Prime Minister Karen Karapetian promoted on Friday a $10 million plan to refurbish Gyumri’s historic old town which the Armenian government says will greatly stimulate economic activity in the impoverished city.
The tourism-oriented program drawn up by Armenia’s Central Bank and a private charity at Karapetian’s initiative calls for capital repairs of the two main streets in Gyumri’s central Kumayri district mainly constructed in the 19th century. This will supposedly attract many Armenian and foreign tourists.
Official said old houses to be reconstructed there over the next two years will offer about 8,000 square meters of commercial space to businesspeople interested in opening shops, restaurants and centers for traditional arts or handicrafts.
Accompanied by several dozen entrepreneurs, Karapetian visited Armenia’s second largest city to tour its old district and attend the official presentation of the tourism development plan.

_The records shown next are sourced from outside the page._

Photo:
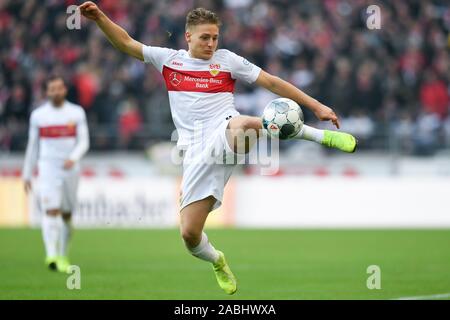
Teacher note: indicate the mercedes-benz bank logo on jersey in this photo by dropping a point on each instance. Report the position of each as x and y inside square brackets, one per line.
[214, 69]
[175, 78]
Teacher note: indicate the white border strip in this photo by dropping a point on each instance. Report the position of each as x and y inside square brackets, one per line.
[430, 297]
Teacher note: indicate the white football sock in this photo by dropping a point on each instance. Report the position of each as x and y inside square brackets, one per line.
[51, 227]
[204, 250]
[64, 237]
[311, 134]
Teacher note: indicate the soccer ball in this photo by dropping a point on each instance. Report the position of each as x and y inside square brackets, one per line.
[282, 118]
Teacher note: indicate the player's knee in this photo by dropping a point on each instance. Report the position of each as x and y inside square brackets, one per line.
[250, 123]
[190, 236]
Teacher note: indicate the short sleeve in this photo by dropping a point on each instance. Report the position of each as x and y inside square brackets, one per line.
[242, 69]
[156, 55]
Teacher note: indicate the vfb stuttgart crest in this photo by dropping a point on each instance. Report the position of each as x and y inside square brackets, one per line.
[214, 69]
[175, 78]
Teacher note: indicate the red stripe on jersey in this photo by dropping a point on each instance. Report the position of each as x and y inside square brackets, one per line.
[63, 131]
[198, 81]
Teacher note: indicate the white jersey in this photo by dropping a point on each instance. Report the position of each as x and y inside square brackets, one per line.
[200, 91]
[56, 134]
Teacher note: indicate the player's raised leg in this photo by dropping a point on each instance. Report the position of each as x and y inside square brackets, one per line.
[192, 221]
[51, 229]
[329, 138]
[242, 131]
[64, 239]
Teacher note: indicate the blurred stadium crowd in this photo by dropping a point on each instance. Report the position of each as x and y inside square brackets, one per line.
[392, 83]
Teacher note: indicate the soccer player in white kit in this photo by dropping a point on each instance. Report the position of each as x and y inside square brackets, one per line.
[58, 139]
[200, 82]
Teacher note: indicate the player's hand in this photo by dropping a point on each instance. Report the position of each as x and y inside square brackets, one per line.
[325, 113]
[90, 10]
[68, 164]
[27, 186]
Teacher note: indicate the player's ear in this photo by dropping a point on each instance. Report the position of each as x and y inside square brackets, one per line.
[187, 36]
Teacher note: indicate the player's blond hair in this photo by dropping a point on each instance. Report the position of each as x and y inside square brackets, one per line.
[199, 16]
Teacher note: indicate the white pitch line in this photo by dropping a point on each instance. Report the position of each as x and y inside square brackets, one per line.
[430, 297]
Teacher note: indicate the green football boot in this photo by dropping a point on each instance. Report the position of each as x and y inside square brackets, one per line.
[339, 140]
[224, 276]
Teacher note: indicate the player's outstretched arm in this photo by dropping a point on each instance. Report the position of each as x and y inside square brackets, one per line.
[287, 90]
[115, 34]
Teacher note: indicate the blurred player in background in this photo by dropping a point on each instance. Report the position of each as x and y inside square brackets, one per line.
[58, 139]
[200, 82]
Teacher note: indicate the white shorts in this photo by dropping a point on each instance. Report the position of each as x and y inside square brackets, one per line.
[57, 187]
[207, 168]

He said Kumayri’s renovation will be financed from a $10 million investment fund that will have mostly private contributors.
“We regard the establishment of the fund and the street repairs as an important catalyst for business processes here,” Karapetian said at the presentation. “The state will stand by this fund with all its budgetary and financial instruments.”

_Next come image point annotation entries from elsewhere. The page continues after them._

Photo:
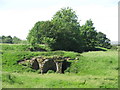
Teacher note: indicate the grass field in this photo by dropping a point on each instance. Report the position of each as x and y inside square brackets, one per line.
[95, 69]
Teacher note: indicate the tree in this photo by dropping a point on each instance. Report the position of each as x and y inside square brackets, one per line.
[16, 40]
[7, 39]
[89, 34]
[103, 41]
[66, 30]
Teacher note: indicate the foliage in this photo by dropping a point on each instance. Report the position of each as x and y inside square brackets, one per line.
[64, 32]
[12, 40]
[16, 40]
[89, 33]
[6, 39]
[50, 71]
[103, 41]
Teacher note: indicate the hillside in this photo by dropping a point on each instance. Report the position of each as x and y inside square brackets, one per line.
[95, 69]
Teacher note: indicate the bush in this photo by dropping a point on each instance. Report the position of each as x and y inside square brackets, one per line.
[50, 71]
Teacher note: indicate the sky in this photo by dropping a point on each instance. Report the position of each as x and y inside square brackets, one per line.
[17, 17]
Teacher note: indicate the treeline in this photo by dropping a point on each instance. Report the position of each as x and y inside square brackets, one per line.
[64, 32]
[11, 40]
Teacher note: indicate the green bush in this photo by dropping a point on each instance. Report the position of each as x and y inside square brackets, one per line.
[50, 71]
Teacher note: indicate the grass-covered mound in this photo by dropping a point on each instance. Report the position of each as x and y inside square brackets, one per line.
[95, 69]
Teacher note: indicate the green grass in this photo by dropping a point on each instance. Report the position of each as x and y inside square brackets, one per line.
[33, 80]
[95, 69]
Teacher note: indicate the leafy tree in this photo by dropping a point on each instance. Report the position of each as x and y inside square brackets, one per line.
[103, 41]
[7, 39]
[89, 34]
[66, 30]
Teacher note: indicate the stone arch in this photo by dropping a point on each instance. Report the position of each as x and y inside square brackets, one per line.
[49, 65]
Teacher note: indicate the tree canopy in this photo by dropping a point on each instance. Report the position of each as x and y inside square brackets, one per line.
[63, 32]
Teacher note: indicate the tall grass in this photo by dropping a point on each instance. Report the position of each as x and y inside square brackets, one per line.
[96, 69]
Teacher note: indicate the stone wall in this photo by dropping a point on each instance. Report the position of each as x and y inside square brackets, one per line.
[57, 64]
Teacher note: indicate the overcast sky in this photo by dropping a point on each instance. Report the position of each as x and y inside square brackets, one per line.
[17, 17]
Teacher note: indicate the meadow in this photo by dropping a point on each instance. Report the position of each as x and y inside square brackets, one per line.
[94, 69]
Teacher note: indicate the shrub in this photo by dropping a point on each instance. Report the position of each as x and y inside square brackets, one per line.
[50, 71]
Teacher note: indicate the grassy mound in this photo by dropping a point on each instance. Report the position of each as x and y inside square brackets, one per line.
[95, 69]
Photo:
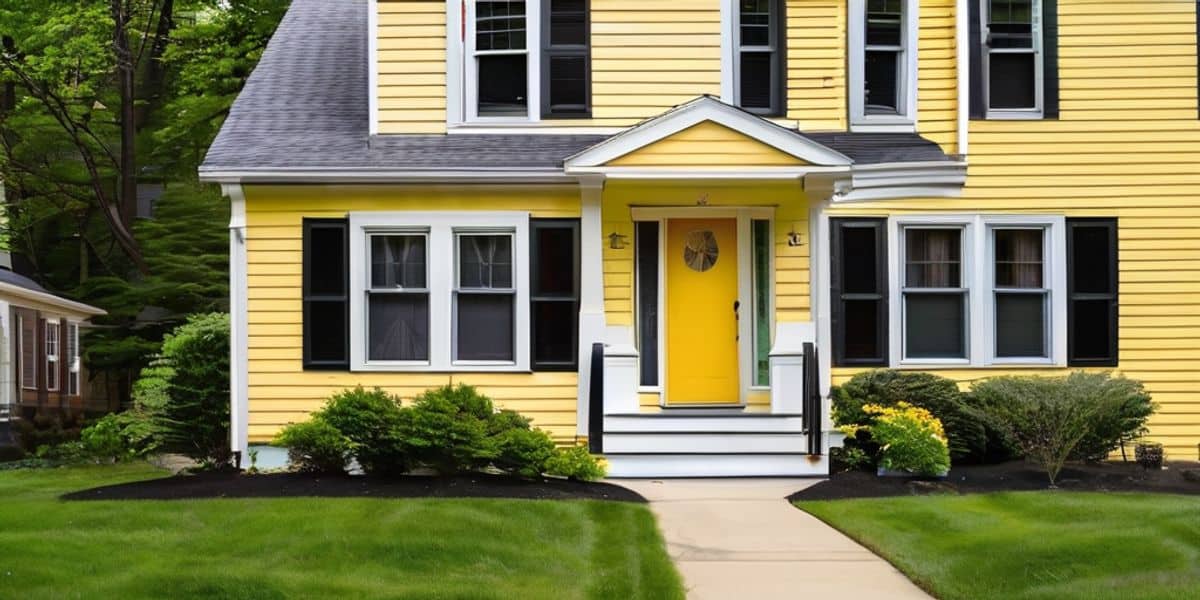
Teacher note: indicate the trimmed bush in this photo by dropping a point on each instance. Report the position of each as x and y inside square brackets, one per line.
[966, 435]
[577, 463]
[316, 447]
[371, 420]
[911, 439]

“As a former businessman who was very successful in business, I want to assure you that the invested funds will be recouped quickly,” he told entrepreneurs.
Speaking to journalists afterwards, the premier, in office since September, said he and his family will invest $500,000 of their money in the project.

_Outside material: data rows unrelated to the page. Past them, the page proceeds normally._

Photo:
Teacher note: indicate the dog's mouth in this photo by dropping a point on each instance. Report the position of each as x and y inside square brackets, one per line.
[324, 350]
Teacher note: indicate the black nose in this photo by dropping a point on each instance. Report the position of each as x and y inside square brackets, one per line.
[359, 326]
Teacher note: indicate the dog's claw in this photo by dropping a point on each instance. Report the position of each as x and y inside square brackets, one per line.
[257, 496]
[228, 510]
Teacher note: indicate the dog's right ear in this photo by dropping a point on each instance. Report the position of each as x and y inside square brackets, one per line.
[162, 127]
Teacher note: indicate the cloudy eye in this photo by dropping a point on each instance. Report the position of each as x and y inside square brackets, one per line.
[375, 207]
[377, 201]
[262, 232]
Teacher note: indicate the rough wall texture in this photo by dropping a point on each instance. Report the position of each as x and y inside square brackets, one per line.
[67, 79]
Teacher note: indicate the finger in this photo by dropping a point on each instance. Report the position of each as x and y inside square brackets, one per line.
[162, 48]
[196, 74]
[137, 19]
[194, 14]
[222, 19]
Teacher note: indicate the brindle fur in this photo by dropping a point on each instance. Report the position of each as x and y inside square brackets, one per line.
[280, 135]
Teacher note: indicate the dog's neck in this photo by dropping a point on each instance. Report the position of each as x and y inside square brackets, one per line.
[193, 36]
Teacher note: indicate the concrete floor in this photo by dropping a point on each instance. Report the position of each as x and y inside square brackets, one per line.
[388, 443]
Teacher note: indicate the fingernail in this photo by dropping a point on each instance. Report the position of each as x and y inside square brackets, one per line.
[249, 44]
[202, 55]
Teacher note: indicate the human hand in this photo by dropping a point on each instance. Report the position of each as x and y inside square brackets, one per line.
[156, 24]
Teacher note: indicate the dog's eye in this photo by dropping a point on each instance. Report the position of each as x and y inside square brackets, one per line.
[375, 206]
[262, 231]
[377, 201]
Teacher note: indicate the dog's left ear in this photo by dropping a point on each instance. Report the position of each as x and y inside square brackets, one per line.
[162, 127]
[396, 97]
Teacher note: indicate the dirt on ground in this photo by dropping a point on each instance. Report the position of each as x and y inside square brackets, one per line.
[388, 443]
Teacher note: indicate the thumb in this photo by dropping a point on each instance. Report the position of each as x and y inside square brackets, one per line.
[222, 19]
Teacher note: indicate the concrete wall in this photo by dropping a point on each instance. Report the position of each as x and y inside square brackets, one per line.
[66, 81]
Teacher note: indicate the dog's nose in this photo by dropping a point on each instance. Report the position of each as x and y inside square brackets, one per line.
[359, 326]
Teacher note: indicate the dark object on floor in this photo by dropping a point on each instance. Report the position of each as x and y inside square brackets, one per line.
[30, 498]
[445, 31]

Some local reporters voiced skepticism about the effort, saying that previous Armenian government failed to make good on their pledges to breathe a new life into Gyumri. “What kind of a guarantee do you want from me?” an irritated Karapetian replied. He insisted that his cabinet is serious about the project.
Gyumri has still not fully recovered from a catastrophic 1988 earthquake that killed 25,000 people and left hundreds of thousands of others homeless in this and other parts of northwestern Armenia. The city has long had one of the highest poverty and unemployment rates in the country.
The upcoming launch of the tourism development project should coincide with a large-scale reconstruction of Gyumri streets and roads which have been in an increasingly poor condition in the last few years.
The Yerevan government and the municipal administration secured last year $25 million in funding from the European Bank for Reconstruction and Development for the planned street repairs. The money will also be used for installing new and energy-efficient lighting and upgrading the municipal drainage infrastructure.